彼女は誰にも悟られぬよう静かに、いっそう深く息を吸い込んだ。

肺に溜まった空気が一気に吐き出されるとき、既に彼女は『対象』の真後ろ、僅か数十センチのところまで距離を縮めていた。握った剣は振り上げられている。

この常人を超越した素早さこそが、彼女にとって最も有利な点だ。

そのとき初めて地面を踏みしめる彼女の靴音が『対象』の耳に届いた。


鋭い音を(まと)って、剣は『対象』の首元を確かに切断した。


だが彼女は、しまった、と思った。


首を切断する際、たとえ精巧に創られた剣だとしても、その感触が柄から手に伝わるものだ。

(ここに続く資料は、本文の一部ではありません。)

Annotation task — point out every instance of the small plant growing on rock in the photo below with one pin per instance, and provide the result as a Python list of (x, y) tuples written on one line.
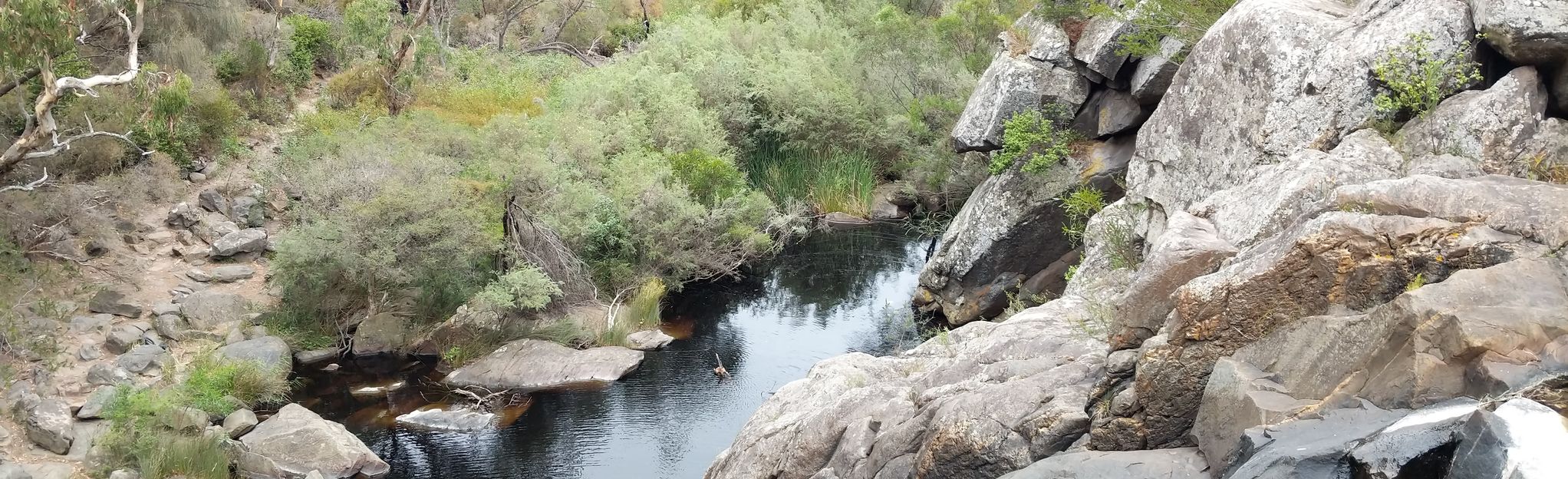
[(1418, 79), (1039, 137)]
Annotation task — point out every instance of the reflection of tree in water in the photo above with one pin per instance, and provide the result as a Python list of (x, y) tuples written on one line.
[(827, 272)]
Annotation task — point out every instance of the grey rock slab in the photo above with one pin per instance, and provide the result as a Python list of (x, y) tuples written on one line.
[(114, 302), (1159, 464), (297, 441), (529, 365)]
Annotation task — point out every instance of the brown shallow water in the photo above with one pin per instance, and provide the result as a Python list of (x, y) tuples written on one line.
[(832, 294)]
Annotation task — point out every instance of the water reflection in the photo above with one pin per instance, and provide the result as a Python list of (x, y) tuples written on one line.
[(833, 294)]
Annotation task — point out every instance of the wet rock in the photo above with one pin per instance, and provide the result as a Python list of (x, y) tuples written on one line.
[(143, 358), (1521, 437), (270, 352), (449, 420), (107, 374), (315, 357), (114, 302), (1306, 448), (1153, 74), (297, 441), (540, 365), (207, 310), (1419, 437), (214, 201), (1007, 231), (123, 338), (94, 404), (648, 339), (49, 426), (234, 272), (1286, 76), (1012, 85), (1494, 126), (1161, 464), (931, 412), (243, 241), (239, 423)]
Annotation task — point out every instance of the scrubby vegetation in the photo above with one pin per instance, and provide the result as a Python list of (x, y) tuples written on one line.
[(1418, 79), (147, 429)]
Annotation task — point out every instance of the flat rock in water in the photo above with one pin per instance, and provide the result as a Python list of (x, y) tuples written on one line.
[(449, 420), (540, 365), (1159, 464), (297, 441), (648, 339)]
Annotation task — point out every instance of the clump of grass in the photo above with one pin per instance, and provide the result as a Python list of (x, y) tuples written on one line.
[(827, 181), (214, 385)]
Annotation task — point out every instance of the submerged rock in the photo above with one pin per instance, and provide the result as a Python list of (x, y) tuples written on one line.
[(449, 420), (529, 365)]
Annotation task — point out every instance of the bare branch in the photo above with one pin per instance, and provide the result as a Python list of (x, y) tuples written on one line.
[(28, 187), (44, 134)]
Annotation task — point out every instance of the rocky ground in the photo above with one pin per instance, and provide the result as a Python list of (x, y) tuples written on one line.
[(1285, 291)]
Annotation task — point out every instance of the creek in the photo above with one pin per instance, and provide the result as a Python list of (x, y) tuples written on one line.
[(836, 292)]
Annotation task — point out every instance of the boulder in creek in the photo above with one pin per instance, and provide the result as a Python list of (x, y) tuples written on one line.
[(114, 302), (270, 352), (529, 365), (449, 420), (1012, 85), (378, 335), (239, 423), (207, 310), (648, 339), (295, 441), (243, 241), (1283, 76), (49, 426), (1159, 464), (1007, 233)]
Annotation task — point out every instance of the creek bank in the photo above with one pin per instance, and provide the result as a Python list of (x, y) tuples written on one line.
[(1263, 211)]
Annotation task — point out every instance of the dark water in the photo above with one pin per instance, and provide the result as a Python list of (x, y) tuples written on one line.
[(833, 294)]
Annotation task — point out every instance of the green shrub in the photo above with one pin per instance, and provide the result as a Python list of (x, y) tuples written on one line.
[(524, 288), (1418, 79), (710, 180), (1039, 137)]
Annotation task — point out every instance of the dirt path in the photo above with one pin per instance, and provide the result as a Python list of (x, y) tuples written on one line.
[(148, 272)]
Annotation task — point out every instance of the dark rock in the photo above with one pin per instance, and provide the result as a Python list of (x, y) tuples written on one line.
[(114, 302)]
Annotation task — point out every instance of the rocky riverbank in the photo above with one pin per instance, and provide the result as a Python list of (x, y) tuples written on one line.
[(1309, 296)]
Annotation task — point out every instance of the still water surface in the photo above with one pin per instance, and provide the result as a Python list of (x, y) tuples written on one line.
[(832, 294)]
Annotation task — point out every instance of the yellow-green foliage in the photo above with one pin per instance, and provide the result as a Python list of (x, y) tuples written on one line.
[(1418, 79)]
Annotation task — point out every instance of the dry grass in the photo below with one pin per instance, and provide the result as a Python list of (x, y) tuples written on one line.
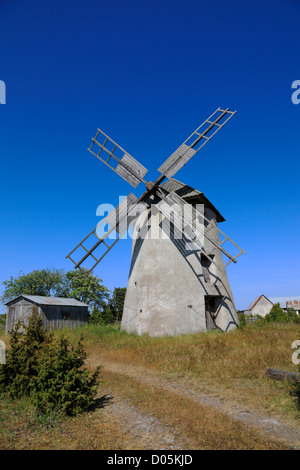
[(231, 365), (91, 431), (200, 426)]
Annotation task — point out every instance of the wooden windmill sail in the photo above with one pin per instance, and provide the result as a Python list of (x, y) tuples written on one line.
[(177, 283)]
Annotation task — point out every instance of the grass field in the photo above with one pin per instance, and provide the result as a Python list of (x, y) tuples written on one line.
[(229, 366)]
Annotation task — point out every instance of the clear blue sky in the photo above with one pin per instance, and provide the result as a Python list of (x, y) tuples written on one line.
[(148, 73)]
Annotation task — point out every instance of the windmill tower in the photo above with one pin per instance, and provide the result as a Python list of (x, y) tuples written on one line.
[(177, 281)]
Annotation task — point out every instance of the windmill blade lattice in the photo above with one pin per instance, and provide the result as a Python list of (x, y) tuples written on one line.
[(195, 142)]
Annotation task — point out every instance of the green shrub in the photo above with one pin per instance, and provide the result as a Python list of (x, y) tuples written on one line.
[(46, 367), (242, 320), (276, 314)]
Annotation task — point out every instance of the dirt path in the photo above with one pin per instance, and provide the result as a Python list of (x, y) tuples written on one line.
[(136, 422), (148, 432)]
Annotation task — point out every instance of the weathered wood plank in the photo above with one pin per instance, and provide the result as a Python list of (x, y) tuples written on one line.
[(278, 374)]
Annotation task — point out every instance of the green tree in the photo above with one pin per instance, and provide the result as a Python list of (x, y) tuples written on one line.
[(44, 366), (112, 310), (85, 287), (276, 314), (80, 285), (47, 282)]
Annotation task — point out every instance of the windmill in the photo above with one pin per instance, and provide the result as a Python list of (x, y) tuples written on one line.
[(177, 282)]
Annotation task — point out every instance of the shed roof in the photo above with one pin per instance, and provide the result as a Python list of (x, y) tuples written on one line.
[(257, 300), (44, 300), (283, 300), (188, 193)]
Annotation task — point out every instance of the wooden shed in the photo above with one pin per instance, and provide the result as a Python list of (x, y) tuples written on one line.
[(56, 312)]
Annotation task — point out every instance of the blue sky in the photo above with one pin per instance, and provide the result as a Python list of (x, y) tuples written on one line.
[(148, 73)]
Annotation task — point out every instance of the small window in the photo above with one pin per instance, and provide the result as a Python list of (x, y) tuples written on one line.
[(206, 263), (65, 315)]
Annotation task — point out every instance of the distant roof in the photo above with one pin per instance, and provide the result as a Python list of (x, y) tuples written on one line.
[(257, 300), (43, 300), (187, 192), (283, 300)]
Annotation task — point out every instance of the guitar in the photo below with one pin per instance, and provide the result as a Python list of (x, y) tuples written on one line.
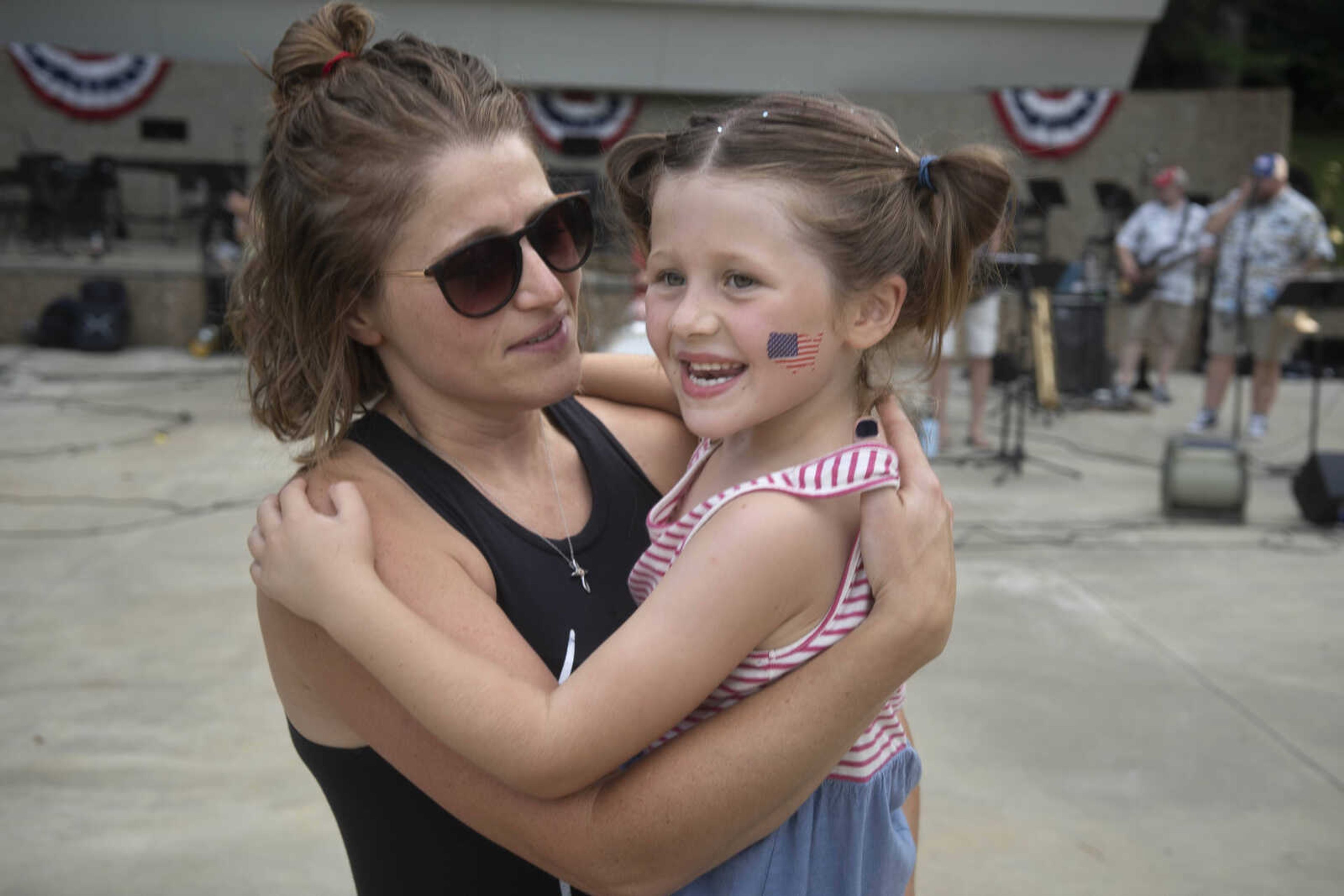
[(1135, 292)]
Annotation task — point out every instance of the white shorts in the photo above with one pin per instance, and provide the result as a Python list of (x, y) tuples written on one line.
[(982, 327)]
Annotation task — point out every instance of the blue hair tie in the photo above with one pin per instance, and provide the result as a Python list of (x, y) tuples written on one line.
[(924, 172)]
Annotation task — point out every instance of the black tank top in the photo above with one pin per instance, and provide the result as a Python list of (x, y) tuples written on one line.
[(400, 841)]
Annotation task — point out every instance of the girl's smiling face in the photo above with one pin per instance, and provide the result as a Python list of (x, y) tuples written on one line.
[(728, 269)]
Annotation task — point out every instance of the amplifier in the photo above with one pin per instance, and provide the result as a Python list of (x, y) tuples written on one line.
[(1319, 488), (1080, 331), (1205, 476)]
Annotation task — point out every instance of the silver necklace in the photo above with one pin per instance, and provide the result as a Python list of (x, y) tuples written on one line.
[(576, 570)]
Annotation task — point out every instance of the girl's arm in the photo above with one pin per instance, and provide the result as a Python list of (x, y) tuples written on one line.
[(704, 797), (760, 562), (628, 379)]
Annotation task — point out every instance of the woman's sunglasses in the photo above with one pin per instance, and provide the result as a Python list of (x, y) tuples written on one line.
[(480, 278)]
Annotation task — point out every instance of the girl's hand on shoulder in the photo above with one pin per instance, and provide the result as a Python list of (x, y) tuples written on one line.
[(308, 561), (908, 547)]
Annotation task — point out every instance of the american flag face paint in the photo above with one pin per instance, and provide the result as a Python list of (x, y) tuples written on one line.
[(793, 351)]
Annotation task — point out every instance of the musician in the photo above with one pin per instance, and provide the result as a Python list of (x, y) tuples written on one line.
[(1158, 251), (1269, 234), (980, 326)]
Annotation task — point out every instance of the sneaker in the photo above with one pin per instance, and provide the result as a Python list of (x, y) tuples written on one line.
[(1203, 422)]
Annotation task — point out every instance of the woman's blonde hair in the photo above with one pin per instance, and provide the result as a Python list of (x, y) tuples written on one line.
[(865, 207), (351, 140)]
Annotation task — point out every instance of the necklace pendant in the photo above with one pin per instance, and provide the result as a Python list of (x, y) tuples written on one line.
[(581, 574)]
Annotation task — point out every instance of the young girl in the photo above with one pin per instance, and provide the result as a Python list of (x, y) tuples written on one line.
[(790, 241)]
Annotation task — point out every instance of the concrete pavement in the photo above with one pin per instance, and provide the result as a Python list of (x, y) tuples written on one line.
[(1126, 706)]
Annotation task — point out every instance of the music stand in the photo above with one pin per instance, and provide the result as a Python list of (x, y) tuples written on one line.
[(1115, 198), (1046, 192), (1307, 293), (1013, 435)]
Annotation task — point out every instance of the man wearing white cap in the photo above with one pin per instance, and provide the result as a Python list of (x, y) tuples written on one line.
[(1270, 233), (1158, 248)]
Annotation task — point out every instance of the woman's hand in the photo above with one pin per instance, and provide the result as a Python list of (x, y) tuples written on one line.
[(308, 561), (906, 542)]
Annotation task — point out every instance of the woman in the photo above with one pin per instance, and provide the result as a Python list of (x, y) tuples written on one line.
[(411, 256)]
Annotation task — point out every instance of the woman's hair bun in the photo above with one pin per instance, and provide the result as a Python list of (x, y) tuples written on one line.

けれども彼女の手に伝わったのは、ただの布を切り裂いたときの感触だった。

『対象』は首元を切断されたローブを脱ぎ捨てて、彼女から距離をとって既に武器を身構えていた。武器というにはお粗末な短刀。


彼女はため息をひとつ吐く。『対象』が同系列の能力保持者だとは聞かされていなかったからだ。


「お前、まさか執行者か……ッ!?」


荒々しく叫ぶさまには、まったくといっていいほど余裕が無い。恐らく先ほどの回避に全精力をつぎ込んでしまったのだろう。

彼女は何も答えない。


「まさか、フィオナ……」


その言葉を最後に、彼女は『対象』に止めを刺した。

この冷淡すぎるほどの無慈悲さが、彼女にとって二番目に有利な点だ。

フィオナと呼ばれた少女は、人生最後の言葉として自分の名前を呼ばれたことに若干の嫌悪感を抱いた。


執行者は後片付けまでは請け負わない。このあとは掃除屋の仕事だ。フィオナは一刻も早くシャワーを浴びて返り血を流してしまいたかった。